St Davids Bishop’s Palace
Being located in Britain’s smallest city doesn’t stop St Davids Bishop’s Palace from pulling in visitors. Despite its size, the city has seen some of the country’s most significant religious histories play out within its boundaries, encouraging many to regard the area with great importance.
Indeed, in the 12th century, the pope declared that two pilgrimages to St Davids were equivalent to one to Rome. St David himself founded a monastery, probably close to where the cathedral built in his name now stands. The accompanying Bishop’s Palace was built in the 1300s. In contrast to the frugal life of St David and his monks, the bishops lived in the grand palace where they feasted and entertained nobles and kings. The structure evokes a period when religion was the order of the day and bishops were powerbrokers par excellence. Back then the building would have been a riot of colour – red walls, green slate tiles and black and white checkerboard stonework on top.

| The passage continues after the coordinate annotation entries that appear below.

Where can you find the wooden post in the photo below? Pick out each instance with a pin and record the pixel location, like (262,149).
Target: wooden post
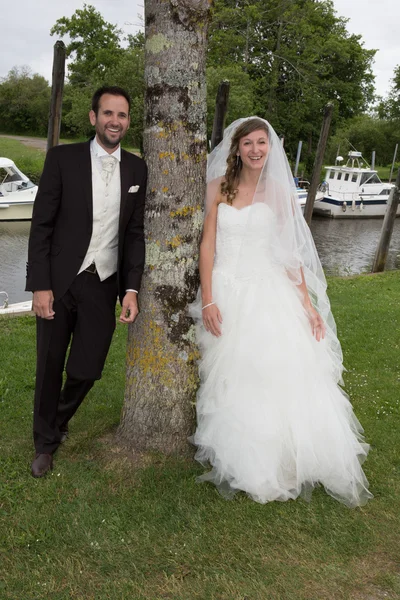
(57,88)
(319,157)
(387,228)
(394,160)
(296,167)
(221,106)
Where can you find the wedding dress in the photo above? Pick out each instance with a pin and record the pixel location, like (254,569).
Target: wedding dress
(272,421)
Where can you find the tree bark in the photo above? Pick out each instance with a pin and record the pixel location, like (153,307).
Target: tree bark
(162,376)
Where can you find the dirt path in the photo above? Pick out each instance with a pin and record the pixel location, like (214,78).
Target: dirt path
(39,143)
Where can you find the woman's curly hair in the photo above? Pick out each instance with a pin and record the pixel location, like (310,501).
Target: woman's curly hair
(234,162)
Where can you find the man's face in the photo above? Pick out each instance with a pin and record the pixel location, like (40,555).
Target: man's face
(112,120)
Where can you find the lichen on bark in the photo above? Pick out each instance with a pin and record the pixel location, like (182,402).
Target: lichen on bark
(161,360)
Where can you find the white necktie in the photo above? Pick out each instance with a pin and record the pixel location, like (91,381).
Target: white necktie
(108,164)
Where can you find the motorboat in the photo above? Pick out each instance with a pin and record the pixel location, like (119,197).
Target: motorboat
(352,191)
(17,193)
(16,309)
(302,187)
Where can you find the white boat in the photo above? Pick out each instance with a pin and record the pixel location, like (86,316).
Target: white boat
(302,187)
(17,309)
(17,193)
(353,191)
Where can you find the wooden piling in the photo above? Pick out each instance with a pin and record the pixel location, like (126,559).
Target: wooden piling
(221,106)
(57,89)
(296,167)
(393,163)
(387,228)
(319,157)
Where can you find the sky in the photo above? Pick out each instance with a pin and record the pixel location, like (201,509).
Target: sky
(25,38)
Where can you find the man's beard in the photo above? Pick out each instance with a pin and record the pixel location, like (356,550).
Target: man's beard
(108,142)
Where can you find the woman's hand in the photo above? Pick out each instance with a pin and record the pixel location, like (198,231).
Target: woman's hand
(317,324)
(212,320)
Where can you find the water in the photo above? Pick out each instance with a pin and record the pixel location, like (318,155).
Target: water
(13,257)
(345,248)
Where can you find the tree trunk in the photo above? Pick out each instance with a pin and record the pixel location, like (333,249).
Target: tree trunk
(162,377)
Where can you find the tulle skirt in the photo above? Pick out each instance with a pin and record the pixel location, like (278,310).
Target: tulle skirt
(271,419)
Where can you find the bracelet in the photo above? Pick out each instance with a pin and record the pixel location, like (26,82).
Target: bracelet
(207,305)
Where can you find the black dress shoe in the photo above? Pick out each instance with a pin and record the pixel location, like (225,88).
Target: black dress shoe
(42,464)
(63,434)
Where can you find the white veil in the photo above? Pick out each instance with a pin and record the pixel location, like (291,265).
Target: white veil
(292,245)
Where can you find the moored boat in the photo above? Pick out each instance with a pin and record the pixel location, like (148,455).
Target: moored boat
(16,309)
(17,193)
(352,191)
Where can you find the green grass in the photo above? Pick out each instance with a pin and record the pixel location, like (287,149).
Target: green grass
(109,525)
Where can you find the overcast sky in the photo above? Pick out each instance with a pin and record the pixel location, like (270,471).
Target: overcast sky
(25,26)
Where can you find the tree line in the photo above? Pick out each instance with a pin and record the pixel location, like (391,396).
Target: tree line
(285,60)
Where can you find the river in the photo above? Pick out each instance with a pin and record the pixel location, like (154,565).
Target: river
(345,248)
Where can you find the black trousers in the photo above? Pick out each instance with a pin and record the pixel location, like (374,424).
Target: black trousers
(85,321)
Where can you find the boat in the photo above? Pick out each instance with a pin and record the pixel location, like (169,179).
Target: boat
(352,191)
(16,309)
(302,187)
(17,193)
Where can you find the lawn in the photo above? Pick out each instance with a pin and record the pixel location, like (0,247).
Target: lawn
(110,525)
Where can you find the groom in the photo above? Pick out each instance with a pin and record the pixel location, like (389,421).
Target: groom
(86,246)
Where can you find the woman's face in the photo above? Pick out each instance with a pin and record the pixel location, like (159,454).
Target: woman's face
(253,149)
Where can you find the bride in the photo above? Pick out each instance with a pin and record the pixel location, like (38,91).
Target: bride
(271,418)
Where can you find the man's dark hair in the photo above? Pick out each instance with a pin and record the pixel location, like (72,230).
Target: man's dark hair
(114,90)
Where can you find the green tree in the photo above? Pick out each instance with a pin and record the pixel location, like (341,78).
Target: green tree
(97,58)
(94,47)
(366,133)
(389,108)
(299,55)
(24,102)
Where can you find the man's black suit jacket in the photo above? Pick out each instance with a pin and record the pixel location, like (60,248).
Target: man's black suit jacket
(62,220)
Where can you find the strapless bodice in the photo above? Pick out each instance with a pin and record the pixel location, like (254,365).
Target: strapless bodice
(243,244)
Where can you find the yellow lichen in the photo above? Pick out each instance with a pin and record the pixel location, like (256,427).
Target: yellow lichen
(169,155)
(175,242)
(184,211)
(157,43)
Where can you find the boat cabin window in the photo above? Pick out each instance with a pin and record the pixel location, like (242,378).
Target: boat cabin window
(8,175)
(369,178)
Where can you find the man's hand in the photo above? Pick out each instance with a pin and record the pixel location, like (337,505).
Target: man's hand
(130,308)
(42,304)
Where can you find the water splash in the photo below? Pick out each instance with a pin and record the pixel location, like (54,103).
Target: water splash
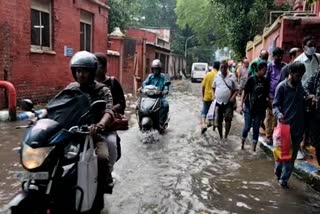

A recent Cadw conservation project found that quartz stone was used for some of the white of the checkerboard. This would have made it sparkle in sunlight – an undeniable touch of Medieval ‘bling’. From the 16th century onwards, when the bishops moved their main residence further east to Abergwili, the palace fell into increasing disrepair, with some bishops even taking the opportunity to make money by opening it up for tenants.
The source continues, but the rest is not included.